The Palestra in West Philly has been home to some of the greatest college basketball ever played.

The traditional home to Philly’s “Big Five” basketball schools: Penn, Villanova, St. Joe’s, Temple and LaSalle, will be rockin’ this winter as the rivalry celebrates it’s 50th Anniversary. 

The annual “Big Five Classic” will take place in December as a doubleheader tips off at the venerable old building, with LaSalle taking on Drexel (considered by many the 6th member) followed by Penn taking on Temple. 

It all starts tonight with “Midnight Madness”. 

The rules of the NCAA allow teams to begin practice at midnight tonight, and so many teams kickoff their seasons at that point with traditional opening celebrations. 
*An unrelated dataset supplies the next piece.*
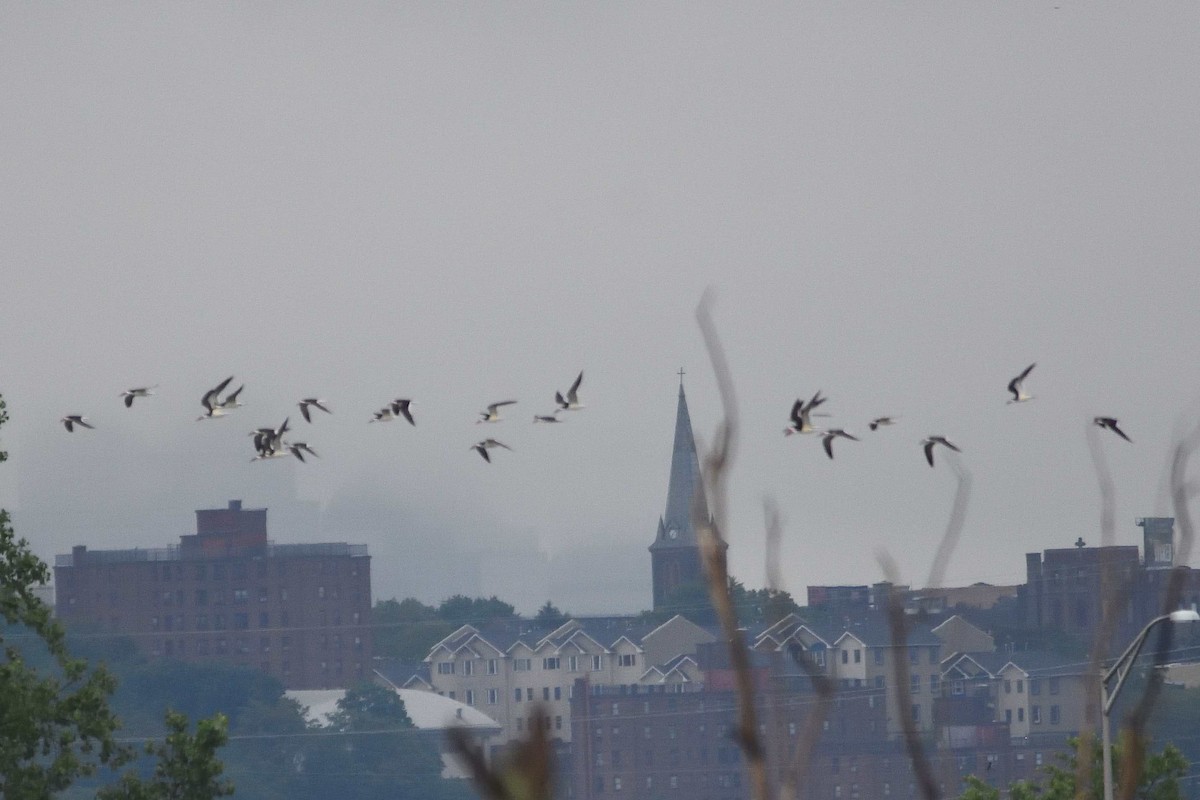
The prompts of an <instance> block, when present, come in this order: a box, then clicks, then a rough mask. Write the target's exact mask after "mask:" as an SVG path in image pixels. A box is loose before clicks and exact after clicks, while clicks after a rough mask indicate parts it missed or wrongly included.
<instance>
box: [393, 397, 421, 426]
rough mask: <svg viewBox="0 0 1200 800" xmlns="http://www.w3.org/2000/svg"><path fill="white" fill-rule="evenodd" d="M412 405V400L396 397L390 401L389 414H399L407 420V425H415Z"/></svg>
mask: <svg viewBox="0 0 1200 800" xmlns="http://www.w3.org/2000/svg"><path fill="white" fill-rule="evenodd" d="M412 405H413V401H410V399H407V398H403V397H397V398H396V399H394V401H392V402H391V415H392V416H396V415H397V414H400V415H401V416H403V417H404V419H406V420H408V423H409V425H413V426H415V425H416V421H415V420H414V419H413V411H412Z"/></svg>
Villanova has national championship aspirations. Penn will once again be a contender for the Ivy League title and its accompanying automatic berth in the NAAA tournament. 

St. Joe’s and Temple, led by veteran coach’s Phil Martelli and John Chaney respectively, are always strong clubs. LaSalle has 9-straight losing seasons, but has reasonable hopes at finally reaching the .500 mark. 

The men’s basketball teams of Philly’s Big Five schools should prove to be tough on any opponent that they come up against, and should provide a nice amateur sporting alternative to the higher-priced pros this winter.